I want to show that $$\exp(\sum_{n = 1}^{\infty} \frac{t^n}{n}) = \frac{1}{1 - t},$$ for $t \in (-1, 1)$. Using derivatives and fundamental theorem of calculus, I have a basic idea how to proceed.
But is there a way to do this without using integrals?
I know that $\exp x := \sum_{n = 0}^{\infty} \frac{x^n}{n!}$ and also that this power series and its derivatives converge uniformly on bounded intervals.
We should note by the way that the thing you want to prove is valid for $|t|<1$, not for all $t$.
Say $$f(t)=(1-t)\exp\left(\sum_{n=1}^\infty\frac{t^n}{n}\right).$$You want to show that $f(t)=1$ for $|t|<1$. Since $f(0)=1$ you need only show that $f$ is constant. In other words, $f'(t)=0$ for $|t|<1$.

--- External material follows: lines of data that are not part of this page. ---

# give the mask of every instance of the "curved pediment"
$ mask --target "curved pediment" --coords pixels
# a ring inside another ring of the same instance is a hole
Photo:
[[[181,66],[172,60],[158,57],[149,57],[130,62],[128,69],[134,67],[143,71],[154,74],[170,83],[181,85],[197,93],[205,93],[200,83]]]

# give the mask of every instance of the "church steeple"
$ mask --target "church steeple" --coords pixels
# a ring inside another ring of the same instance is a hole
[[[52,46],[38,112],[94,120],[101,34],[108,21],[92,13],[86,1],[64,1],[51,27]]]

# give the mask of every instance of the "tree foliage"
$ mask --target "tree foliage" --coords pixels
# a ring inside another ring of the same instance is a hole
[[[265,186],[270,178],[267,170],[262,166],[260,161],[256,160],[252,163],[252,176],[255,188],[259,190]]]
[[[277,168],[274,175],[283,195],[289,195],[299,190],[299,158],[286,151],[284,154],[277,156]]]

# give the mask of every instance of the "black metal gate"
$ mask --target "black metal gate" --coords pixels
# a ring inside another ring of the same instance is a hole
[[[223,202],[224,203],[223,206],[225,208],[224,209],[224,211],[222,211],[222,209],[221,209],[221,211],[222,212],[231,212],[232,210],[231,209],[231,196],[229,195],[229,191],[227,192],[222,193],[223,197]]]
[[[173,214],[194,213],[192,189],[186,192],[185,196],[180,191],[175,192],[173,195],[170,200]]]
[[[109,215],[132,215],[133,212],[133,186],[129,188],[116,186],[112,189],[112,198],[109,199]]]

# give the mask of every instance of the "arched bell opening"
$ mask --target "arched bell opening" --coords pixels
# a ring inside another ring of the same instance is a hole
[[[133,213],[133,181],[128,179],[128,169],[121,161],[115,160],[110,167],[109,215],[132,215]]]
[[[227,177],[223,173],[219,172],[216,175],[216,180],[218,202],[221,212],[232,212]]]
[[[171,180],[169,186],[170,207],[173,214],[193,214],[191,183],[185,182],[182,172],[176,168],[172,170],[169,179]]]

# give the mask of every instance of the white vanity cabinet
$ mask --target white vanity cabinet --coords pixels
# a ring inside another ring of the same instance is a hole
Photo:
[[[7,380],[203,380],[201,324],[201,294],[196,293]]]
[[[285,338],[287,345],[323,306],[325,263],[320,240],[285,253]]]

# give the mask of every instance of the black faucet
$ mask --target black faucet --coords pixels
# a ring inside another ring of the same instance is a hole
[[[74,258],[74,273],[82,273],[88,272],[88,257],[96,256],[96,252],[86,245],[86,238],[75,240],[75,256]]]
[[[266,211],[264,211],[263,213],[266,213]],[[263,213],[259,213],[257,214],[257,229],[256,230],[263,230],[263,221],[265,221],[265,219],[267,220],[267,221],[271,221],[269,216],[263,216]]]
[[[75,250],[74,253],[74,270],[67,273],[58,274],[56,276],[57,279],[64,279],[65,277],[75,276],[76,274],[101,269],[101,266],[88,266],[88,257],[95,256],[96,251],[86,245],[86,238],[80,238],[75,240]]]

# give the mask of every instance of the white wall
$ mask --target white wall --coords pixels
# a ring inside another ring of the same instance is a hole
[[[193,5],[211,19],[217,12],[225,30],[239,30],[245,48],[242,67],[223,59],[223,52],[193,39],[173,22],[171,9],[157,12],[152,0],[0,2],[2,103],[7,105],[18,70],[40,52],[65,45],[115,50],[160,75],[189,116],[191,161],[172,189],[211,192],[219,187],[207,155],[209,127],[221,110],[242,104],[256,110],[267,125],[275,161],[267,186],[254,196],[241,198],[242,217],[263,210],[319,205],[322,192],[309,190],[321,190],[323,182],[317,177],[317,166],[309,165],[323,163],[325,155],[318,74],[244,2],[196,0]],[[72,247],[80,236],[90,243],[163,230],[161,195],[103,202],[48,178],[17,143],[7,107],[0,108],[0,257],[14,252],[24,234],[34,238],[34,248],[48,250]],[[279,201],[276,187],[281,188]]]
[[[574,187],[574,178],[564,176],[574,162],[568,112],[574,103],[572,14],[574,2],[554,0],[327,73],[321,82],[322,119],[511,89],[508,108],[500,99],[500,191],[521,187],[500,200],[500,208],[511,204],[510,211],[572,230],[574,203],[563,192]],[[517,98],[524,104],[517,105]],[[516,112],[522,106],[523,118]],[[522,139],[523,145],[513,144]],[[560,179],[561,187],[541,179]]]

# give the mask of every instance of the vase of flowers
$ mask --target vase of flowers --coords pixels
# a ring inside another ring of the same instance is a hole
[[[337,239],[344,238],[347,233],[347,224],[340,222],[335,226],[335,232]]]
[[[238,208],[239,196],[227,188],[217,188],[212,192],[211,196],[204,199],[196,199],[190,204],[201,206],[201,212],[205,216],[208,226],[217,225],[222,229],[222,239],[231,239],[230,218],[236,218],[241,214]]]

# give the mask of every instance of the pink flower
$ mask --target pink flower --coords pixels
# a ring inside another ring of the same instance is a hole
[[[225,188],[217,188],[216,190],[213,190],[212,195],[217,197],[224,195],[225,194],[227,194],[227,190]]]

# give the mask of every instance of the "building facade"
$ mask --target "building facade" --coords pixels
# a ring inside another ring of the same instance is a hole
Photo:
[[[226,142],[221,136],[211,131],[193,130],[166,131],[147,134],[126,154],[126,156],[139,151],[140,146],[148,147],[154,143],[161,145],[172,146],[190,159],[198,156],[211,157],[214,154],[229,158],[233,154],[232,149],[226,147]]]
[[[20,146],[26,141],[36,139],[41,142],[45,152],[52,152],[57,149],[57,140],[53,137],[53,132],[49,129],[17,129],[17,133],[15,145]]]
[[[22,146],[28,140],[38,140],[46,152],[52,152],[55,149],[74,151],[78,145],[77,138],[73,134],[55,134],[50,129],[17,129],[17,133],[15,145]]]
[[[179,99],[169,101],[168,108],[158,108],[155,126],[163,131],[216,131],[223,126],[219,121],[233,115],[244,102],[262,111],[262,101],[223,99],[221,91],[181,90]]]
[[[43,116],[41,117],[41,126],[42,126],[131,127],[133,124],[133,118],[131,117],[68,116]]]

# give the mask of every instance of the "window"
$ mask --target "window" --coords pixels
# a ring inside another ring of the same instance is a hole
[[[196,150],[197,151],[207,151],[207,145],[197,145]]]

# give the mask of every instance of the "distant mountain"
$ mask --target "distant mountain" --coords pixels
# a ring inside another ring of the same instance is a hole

Now we do need to assume that the derivative of $\sum_{n=1}^\infty t^n/n$ is $\sum_{n=1}^\infty t^{n-1}=1/(1-t)$. The fact that you can differentiate that infinite sum term by term is not quite trivial, but it sounds like it's something that's allowed here. Given that, just go ahead and differentiate $f$ using the product rule and the chain rule; $f'=0$ falls out.